Le Président de la République, accompagné d’Élisabeth Borne, ministre du Travail, de l’Emploi et de l’Insertion, de Jean-Michel Blanquer, ministre de l’Éducation nationale, de la Jeunesse et des Sports, et d’Alain Griset, ministre délégué auprès du ministre de l’Économie, des Finances et de la Relance, chargé des Petites et Moyennes Entreprises, a à son tour présenté ses vœux avec de deux maîtres-mots : « résilience et ambition, parce que ce seront les deux temps sans doute de cette année 2021. »

« L’année 2020 a été très dure pour l’ensemble de vos métiers, très dure, parce qu’il a fallu tenir dans des conditions sanitaires difficiles et continuer de nourrir, d’ouvrir et autres ; très dure parce que pour d’autres, vous avez eu des chiffres d’affaires qui sont tombés, vous avez beaucoup souffert. Et je sais combien tous les métiers que vous représentez continuent de souffrir », a continué Emmanuel Macron avant d’apporter un éclairage sur les mois à venir. « Nous savons très bien que le virus est là. Je ne vais pas vous mentir, il va continuer à beaucoup peser dans les prochaines semaines. Mais il nous faudra ensuite préparer la deuxième phase, celle de la sortie de la crise épidémique. On ne pourra pas enlever tous les dispositifs, parce que vous n’allez pas tout de suite retrouver une activité normale.Il va falloir continuer à accompagner pour ne pas que des trésoreries fragilisées par des mois et des mois de crise, basculent complètement dans le rouge. Et donc là, on va adapter nos instruments dans un dialogue permanent avec vous pour accompagner cette phase qui sera très délicate. En la matière, nous continuerons à l’égard des travailleurs indépendants, des artisans, des commerçants, des professions libérales et aussi des très petites, petites et moyennes entreprises à avoir des dispositifs adaptés et à continuer à nous améliorer. »

En cette période difficile, le Président de la République s’est également félicité des bons chiffres de la formation et de l’apprentissage. « Nous allons continuer d’éduquer, de former et de s’occuper de nos jeunes. Vos métiers sont une chance pour notre pays parce qu’ils sont un levier de transmission et d’éducation. Nous avons mené une réforme en profondeur de notre formation et de notre apprentissage et nous avons tous ensemble réussi. Nous avions 360 000 apprentis en 2019, nous en avons eu 440 000 en 2020. C’est un record ! On doit continuer cet effort pour nos jeunes. »

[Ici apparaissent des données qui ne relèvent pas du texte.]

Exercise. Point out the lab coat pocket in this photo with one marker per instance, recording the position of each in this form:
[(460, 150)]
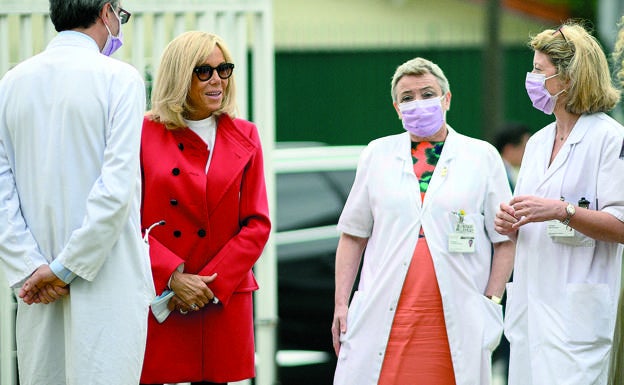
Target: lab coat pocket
[(514, 322), (587, 313), (493, 324)]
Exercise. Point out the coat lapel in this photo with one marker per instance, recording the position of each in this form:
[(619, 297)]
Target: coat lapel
[(560, 160), (444, 166), (232, 151)]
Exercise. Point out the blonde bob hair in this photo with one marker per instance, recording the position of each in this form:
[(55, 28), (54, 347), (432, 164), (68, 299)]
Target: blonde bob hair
[(170, 102), (418, 66), (581, 62)]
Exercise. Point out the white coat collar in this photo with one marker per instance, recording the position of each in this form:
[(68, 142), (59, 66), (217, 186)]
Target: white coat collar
[(73, 38), (403, 151), (579, 130)]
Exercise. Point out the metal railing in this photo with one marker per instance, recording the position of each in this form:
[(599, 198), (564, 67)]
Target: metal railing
[(247, 27)]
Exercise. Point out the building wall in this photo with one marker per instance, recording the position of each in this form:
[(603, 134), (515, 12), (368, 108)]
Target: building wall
[(343, 97)]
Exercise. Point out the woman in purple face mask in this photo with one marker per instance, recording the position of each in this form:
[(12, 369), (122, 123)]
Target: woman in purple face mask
[(420, 222), (566, 218)]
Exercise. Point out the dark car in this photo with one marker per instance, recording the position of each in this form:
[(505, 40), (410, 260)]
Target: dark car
[(313, 184)]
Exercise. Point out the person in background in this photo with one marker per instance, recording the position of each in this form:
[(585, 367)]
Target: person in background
[(616, 372), (566, 218), (510, 142), (420, 219), (70, 239), (203, 176)]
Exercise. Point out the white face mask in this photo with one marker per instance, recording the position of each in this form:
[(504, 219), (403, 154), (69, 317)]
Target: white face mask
[(113, 42)]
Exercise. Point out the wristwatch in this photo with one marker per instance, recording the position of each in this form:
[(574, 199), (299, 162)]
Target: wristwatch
[(495, 299), (570, 211)]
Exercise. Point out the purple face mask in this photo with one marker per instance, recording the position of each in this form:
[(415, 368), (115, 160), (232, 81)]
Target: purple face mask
[(539, 95), (113, 42), (422, 118)]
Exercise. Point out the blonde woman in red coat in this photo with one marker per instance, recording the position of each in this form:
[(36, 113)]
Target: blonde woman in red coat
[(203, 176)]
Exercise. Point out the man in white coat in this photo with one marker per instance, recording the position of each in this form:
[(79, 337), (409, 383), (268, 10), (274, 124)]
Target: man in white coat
[(70, 237)]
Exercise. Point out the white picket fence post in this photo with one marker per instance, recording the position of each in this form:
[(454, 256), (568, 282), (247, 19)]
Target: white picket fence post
[(247, 27)]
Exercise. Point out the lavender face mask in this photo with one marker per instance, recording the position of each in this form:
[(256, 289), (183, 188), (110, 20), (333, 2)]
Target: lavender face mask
[(422, 118), (113, 43), (539, 95)]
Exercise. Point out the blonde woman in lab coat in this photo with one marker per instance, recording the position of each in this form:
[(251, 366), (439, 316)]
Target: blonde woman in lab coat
[(566, 218), (420, 219)]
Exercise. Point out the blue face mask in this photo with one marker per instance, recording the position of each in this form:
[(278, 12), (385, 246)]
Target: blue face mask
[(113, 42)]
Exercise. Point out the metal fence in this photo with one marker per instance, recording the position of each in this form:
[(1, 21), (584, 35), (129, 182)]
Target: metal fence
[(247, 27)]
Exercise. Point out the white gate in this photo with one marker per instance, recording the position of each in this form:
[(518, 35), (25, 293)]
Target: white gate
[(247, 27)]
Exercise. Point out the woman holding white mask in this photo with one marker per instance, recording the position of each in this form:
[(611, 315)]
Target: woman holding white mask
[(420, 220), (566, 218)]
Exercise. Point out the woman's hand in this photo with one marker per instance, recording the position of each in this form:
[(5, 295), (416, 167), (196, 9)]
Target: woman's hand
[(528, 208), (339, 326), (505, 220), (192, 291)]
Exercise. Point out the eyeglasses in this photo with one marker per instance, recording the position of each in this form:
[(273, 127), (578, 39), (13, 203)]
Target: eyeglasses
[(204, 72), (560, 30), (124, 15)]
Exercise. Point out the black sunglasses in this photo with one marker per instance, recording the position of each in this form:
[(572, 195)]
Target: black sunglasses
[(124, 15), (560, 30), (204, 72)]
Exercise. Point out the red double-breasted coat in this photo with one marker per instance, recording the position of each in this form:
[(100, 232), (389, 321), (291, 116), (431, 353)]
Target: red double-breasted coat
[(214, 223)]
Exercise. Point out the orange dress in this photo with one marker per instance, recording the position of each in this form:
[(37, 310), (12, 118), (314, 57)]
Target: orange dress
[(418, 349)]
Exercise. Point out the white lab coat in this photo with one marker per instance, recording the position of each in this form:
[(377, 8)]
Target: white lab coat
[(562, 302), (385, 206), (70, 124)]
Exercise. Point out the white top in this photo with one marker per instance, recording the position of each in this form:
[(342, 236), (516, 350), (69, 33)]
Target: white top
[(207, 130)]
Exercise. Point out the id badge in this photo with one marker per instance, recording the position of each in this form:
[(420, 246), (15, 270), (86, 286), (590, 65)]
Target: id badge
[(462, 239), (555, 228)]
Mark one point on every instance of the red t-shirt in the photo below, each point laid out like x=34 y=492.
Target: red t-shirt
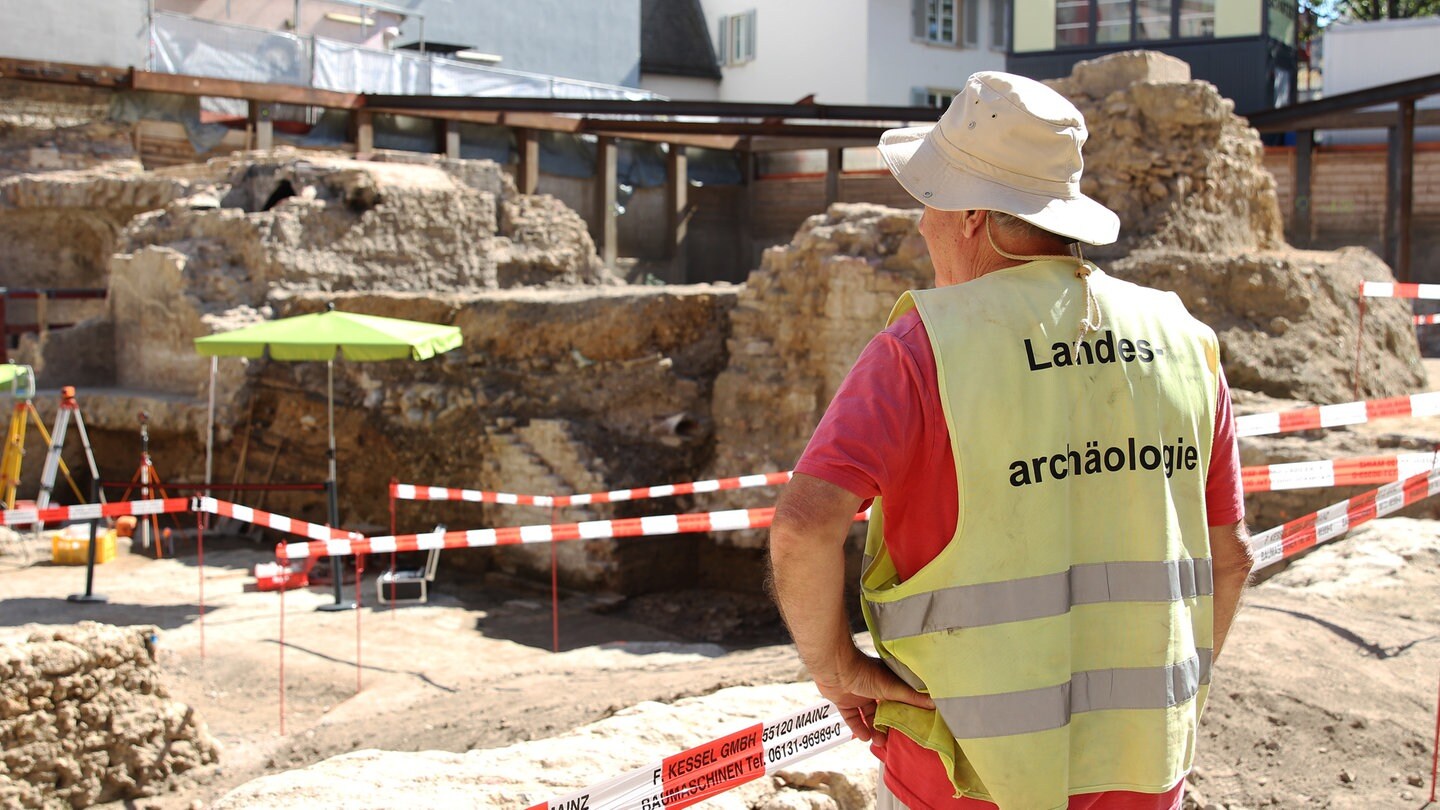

En cette année 2021, c’est le boulanger Jean-Yves Boulier qui a eu l’honneur de confectionner la galette présidentielle.

Enfin, Emmanuel Macron a assuré de son soutien plein et entier concernant l’inscription des savoir-faire artisanaux et la culture de la baguette de pain au patrimoine culturel immatériel de l’Unesco. « Oui, je défendrai et présenterai la baguette française à l’Unesco parce que j’y crois. Le dossier est en train d’être finalisé mais je ne veux pas vous laisser beaucoup de doute en la matière. La baguette française, nous l’accompagnerons, nous la proposerons avec toutes ses caractéristiques et ses 250 grammes de perfection et de magie », a assuré le Président de la République avant de conclure : « Les premiers mois de l’année 2021 seront difficiles, nous le savons et nous continuerons d’être là. »

La délégations des maitres boulangers était accompagnée par deux jeunes apprentis : Manon Pennaneach (à droite) et Luigi Trigatti (à gauche).